Price shock and reduced consumption
To claim that international sanctions had zero effect on Russia’s economy would be incorrect. Putin's recognition of the self-proclaimed Donetsk and Luhansk republics, followed by the invasion of Ukraine, drove a collapse in the Russian stock and foreign-currency markets. The sharp response from the West exacerbated worries. The dollar exchange rate soared from 80 to 170 rubles, while the RTS index (Russia's main stock index) more than halved in a matter of a few days.
The sanctions were designed to cut off the Russian government from reserves it had accumulated (by freezing assets) and the international debt market (by restricting purchases of Russian debt), and to make international trade as difficult as possible and curb export earnings (by sanctioning the banking and financial sectors).

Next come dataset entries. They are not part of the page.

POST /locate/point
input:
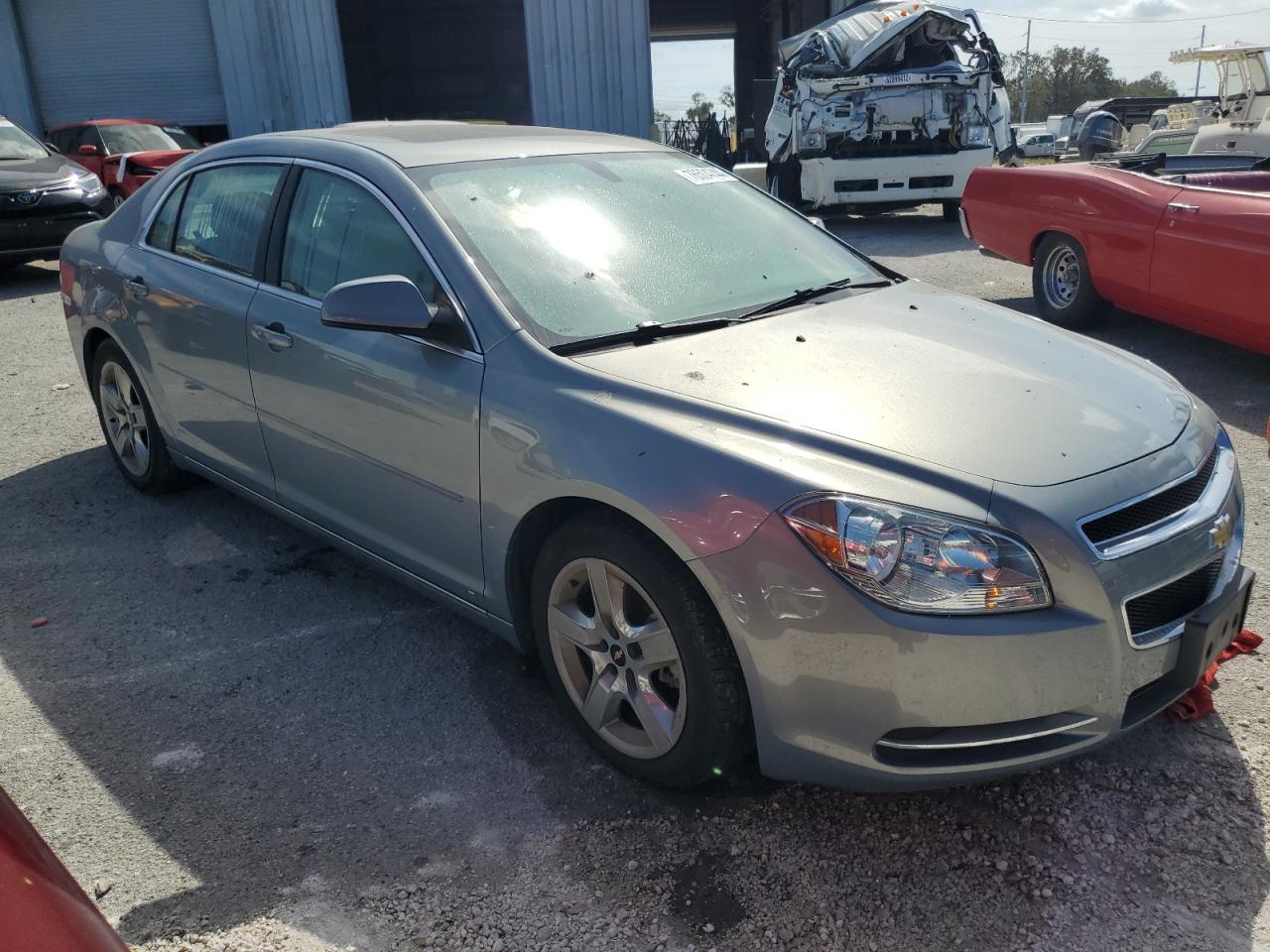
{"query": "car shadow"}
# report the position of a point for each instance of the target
(278, 719)
(28, 281)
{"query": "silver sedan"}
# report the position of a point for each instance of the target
(737, 485)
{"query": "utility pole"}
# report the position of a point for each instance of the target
(1202, 32)
(1023, 105)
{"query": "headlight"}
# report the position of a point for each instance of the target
(89, 184)
(978, 136)
(920, 561)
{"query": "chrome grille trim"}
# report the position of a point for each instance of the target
(1203, 509)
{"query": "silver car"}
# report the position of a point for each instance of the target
(735, 484)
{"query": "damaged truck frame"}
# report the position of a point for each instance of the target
(887, 105)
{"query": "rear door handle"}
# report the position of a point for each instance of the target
(272, 334)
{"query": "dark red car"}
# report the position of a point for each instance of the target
(125, 154)
(42, 909)
(1192, 249)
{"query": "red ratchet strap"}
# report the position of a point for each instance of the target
(1198, 702)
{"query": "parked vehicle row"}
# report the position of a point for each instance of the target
(1189, 248)
(82, 173)
(698, 485)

In addition, the sanctions were supposed to deprive Russian industry of modern equipment and the high-tech products needed to make cutting-edge weapons and “dual-use” items. Later, the EU introduced restrictions on transportation over land, which seriously hampered the physical delivery of goods from Europe to Russia.
Parallel to the actions of governments across the world, most global companies announced that they were either leaving Russia or freezing all operations in the country. The Russian consumer market immediately reacted with a spike in prices, especially for imports and industrial durable goods.
The effect on the food market and the fast-moving consumer goods market was less evident, as in recent years the Russian government sought and made efforts to achieve “food security.” Russian companies are fully capable of supplying the domestic market with food (excluding delicacies), hygiene products and household chemicals.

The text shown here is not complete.